The Health Affairs blog discusses a bipartisan proposal to fix the surprise billing problem ("with the notable exception of ambulance service") that the House Energy and Commerce Committee unveiled today. "The [proposed] legislation achieves this objective by combining the following three components:
- Require the health plan to treat the out-of-network service as if it were in-network for purposes of enrollee cost-sharing, deductibles, and out-of-pocket limits;
- Set a minimum payment amount that the health plan must pay to the out-of-network provider; and
- Prohibit out-of-network providers from “balance billing” patients -- that is, from billing the patient any amount above the patient’s in-network cost-sharing.
These components would apply to all types of commercial health plans, both insured and self-funded, including FEHB plans.
Fierce Healthcare discusses an American Hospital Association report on how hospitals can save millions by improving patient access to behavioral healthcare. OPM raised this access issue in its call letter for 2020 benefit and rate proposals. FEHB plans should consider encouraging the use of hospitals that follow the AHA's advice.
On the Rx front --
- The Wall Street Journal considers a price fixing lawsuit filed by over 40 state attorneys general against various generic drug manufacturers. "the allegations highlight a basic health-care truth: All companies, including those charged with keeping spending in check, prosper when prices go up." However, "sn industry trade group accurately pointed out Sunday that generic-drug prices have declined overall for years. What is more, total generic-drug spending is a fraction of overall drug costs and a rounding error in the context of total U.S. health spending."

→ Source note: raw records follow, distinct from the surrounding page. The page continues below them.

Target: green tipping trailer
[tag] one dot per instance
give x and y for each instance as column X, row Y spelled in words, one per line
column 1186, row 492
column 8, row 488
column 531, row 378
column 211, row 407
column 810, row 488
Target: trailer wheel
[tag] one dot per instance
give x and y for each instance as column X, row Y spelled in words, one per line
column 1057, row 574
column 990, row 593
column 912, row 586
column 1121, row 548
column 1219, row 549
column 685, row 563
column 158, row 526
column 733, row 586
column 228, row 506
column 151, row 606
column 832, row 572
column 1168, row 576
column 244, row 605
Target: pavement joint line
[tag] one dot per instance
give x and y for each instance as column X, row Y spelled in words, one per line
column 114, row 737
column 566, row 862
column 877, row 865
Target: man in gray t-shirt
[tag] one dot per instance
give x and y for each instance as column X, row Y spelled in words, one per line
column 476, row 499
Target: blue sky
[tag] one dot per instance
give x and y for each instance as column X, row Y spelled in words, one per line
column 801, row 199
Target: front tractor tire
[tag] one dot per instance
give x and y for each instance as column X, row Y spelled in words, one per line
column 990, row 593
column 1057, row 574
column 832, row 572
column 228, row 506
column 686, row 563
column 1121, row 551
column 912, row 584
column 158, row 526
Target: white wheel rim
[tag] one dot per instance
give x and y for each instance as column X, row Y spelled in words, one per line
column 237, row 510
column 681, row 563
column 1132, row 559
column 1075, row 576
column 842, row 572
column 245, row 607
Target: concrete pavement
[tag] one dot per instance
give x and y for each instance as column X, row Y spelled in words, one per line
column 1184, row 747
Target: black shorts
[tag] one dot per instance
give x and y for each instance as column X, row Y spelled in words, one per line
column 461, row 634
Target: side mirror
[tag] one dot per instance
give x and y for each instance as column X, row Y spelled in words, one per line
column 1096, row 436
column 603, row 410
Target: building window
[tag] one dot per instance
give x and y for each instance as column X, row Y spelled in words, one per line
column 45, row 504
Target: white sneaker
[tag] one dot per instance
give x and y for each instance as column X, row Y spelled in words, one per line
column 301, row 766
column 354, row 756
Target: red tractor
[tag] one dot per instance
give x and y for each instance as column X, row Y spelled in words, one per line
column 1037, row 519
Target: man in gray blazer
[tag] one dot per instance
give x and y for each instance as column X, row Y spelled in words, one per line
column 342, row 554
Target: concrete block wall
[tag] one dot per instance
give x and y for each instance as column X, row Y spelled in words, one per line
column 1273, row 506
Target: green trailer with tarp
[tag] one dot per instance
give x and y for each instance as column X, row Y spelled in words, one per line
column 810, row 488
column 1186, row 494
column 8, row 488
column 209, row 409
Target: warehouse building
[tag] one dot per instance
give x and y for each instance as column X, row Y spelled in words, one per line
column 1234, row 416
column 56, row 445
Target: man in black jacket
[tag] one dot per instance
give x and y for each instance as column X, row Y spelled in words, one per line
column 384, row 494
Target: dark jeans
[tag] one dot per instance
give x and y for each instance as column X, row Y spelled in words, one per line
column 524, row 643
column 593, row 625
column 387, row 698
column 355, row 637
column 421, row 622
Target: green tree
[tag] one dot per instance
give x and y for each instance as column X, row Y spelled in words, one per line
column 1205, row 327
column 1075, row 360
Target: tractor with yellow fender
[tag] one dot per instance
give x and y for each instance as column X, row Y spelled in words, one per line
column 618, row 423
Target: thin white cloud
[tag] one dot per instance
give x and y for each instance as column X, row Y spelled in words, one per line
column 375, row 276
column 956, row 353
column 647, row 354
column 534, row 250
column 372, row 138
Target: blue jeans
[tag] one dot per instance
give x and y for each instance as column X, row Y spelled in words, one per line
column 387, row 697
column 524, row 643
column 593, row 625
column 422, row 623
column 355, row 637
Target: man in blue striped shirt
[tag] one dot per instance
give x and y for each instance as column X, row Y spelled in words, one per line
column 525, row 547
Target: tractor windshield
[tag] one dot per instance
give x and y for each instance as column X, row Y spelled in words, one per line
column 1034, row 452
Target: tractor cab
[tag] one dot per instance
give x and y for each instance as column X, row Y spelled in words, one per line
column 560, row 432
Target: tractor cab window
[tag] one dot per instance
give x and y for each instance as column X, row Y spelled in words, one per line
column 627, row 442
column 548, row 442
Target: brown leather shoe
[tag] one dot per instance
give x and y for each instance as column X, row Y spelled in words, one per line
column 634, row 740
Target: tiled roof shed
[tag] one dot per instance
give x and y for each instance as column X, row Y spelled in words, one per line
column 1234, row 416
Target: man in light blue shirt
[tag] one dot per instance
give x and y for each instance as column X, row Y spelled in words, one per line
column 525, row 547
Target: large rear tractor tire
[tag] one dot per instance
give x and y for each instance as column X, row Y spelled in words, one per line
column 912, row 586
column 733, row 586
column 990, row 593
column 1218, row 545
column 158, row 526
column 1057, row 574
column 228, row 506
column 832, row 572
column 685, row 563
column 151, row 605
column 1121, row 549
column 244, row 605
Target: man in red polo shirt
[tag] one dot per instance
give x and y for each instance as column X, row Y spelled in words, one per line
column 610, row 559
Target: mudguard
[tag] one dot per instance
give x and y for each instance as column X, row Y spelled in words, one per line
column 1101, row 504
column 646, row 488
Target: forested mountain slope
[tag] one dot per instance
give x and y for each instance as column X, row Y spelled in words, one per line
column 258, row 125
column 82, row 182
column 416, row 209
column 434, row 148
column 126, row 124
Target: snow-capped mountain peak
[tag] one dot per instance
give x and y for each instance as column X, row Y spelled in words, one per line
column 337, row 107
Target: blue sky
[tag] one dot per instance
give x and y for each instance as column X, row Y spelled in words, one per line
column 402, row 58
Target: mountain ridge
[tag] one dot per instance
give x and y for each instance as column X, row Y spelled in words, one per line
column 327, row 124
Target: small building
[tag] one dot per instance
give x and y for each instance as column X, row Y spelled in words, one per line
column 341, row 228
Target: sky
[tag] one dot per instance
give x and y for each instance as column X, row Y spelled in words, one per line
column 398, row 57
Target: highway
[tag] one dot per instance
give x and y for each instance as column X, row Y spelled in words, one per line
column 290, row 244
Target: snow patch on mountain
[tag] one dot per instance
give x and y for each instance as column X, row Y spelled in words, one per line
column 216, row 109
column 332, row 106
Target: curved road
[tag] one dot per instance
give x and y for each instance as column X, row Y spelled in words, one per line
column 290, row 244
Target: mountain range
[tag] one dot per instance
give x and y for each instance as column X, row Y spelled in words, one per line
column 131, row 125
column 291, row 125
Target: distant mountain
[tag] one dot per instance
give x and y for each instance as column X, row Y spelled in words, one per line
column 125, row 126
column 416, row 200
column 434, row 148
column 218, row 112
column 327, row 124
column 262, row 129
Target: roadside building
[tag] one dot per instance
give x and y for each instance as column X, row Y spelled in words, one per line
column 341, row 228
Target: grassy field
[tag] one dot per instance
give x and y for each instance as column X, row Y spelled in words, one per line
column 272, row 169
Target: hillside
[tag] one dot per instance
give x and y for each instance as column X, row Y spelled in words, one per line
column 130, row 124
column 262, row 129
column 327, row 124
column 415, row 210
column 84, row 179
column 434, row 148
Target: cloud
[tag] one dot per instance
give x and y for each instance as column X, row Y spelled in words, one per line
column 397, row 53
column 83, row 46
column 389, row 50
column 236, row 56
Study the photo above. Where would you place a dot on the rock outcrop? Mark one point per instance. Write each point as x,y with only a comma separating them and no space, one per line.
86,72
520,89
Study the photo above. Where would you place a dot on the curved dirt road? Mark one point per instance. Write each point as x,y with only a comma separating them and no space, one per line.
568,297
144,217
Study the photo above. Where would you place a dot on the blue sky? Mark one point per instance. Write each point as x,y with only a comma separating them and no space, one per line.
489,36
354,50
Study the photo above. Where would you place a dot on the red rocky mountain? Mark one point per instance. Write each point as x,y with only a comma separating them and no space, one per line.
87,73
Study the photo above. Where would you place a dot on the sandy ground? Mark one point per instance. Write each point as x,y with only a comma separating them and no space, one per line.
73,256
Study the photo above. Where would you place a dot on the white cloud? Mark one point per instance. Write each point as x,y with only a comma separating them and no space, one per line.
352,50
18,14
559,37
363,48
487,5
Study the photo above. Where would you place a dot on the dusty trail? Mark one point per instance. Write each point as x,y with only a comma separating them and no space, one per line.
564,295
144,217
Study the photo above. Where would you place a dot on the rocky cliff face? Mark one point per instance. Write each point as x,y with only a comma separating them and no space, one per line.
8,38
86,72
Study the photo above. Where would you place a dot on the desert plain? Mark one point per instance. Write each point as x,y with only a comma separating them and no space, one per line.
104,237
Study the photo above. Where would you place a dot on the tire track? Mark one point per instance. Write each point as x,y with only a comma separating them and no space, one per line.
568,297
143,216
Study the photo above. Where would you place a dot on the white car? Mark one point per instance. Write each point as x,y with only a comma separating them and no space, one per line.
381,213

- Fierce Pharma reports that AbbieVie, which manufactures the wildly successful specialty drug Humira, reached a settlement with the last of the biosimilar manufactuers that was preparing to bring a product to market fairly soon.
Thanks to the latest settlement, AbbVie’s Humira looks safe in the U.S. until 2023, even as biosimilars have started eating away at the drug’s European sales. After the EU copycats launched last fall, AbbVie reported a 23% decline in first-quarter Humira sales outside of the U.S., to $1.23 billion. The drug's U.S. sales grew 7% to $3.2 billion.
As of now, Amgen will have the first crack at Humira’s lucrative U.S. market. That company was the first to strike a patent settlement with AbbVie and secured a Jan. 31, 2023, launch date. On the other end of the spectrum, Pfizer late last year inked the seventh patent deal with AbbVie, agreeing to a Nov. 20, 2023, biosimilar rollout.
- Healthcare Dive reports that U.S. District Judge Richard Leon has ordered three days of hearings beginning June 4, 2019, to hear witnesses testifying about the impact of the CVS acquisition of Aetna on the Medicare Part D market. Judge "Leon is tasked with deciding whether the DOJ settlement is in the public interest under the Tunney Act, which gives courts the power to review DOJ decisions. He can't sink the deal, but he can rule that the settlement didn't go far enough to protect consumers."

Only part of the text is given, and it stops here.